There are specific situations when each option may be or not be the best choice for your requirement. Here is a look at some of the deal makers and deal breakers in each option. Ask yourself the following questions – this will help you go with or rule out a particular option depending on the requirement.

Q. Are you short of cash and do not relish the prospect of having to shell out two or three thousand dollars towards closure charges?

You need to choose the second mortgage option as the lender handles the charges in such a situation. It is true that when you opt for refinancing, the closure charges can also be rolled into the loan, but this puts the burden on you eventually.

Q. Are you presently stressed out having to fulfill your obligations towards the first mortgage? Do you think it will be difficult to handle a second repayment?

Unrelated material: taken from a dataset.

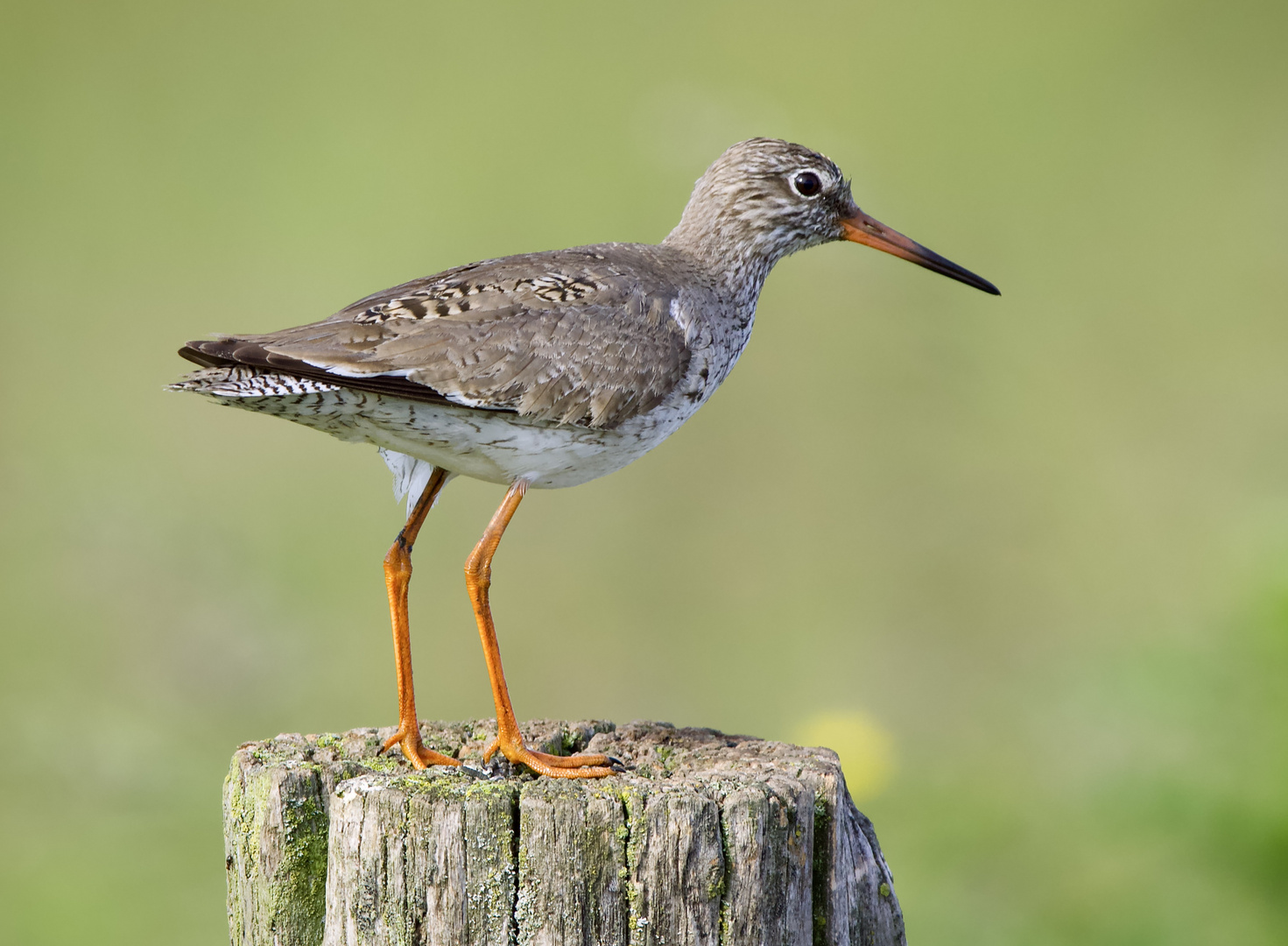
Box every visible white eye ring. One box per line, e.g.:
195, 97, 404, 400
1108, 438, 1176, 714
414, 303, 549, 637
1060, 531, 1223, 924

Here, the best choice is to refinance.

Q. Do you want to extend the tenure of your repayment of the combined mortgage while availing an additional loan amount?

Here again, the best option is to refinance. You get to actually alter the repayment tenure and also get a marginal reduction in interest rates.

Q. Are you unsure of how much you need for your requirements?

If you are not sure of the actual requirements, then the best option is to go in for a second mortgage (home equity line of credit). Refinancing works only when you are aware of your actual requirements.

Regardless of your decision to go with one or the other choice, it is essential to check out various other advantages of each option. Remember, your focus should never leave the interest rates or the monthly repayment exposure.

Loans should always be a prudent decision and never made in haste. Many borrowers end up borrowing more than they can repay, and this is attributed to over-optimism of earnings, despite clear evidence to the contrary. Therefore, weigh in all the options carefully before you sign on the dotted line.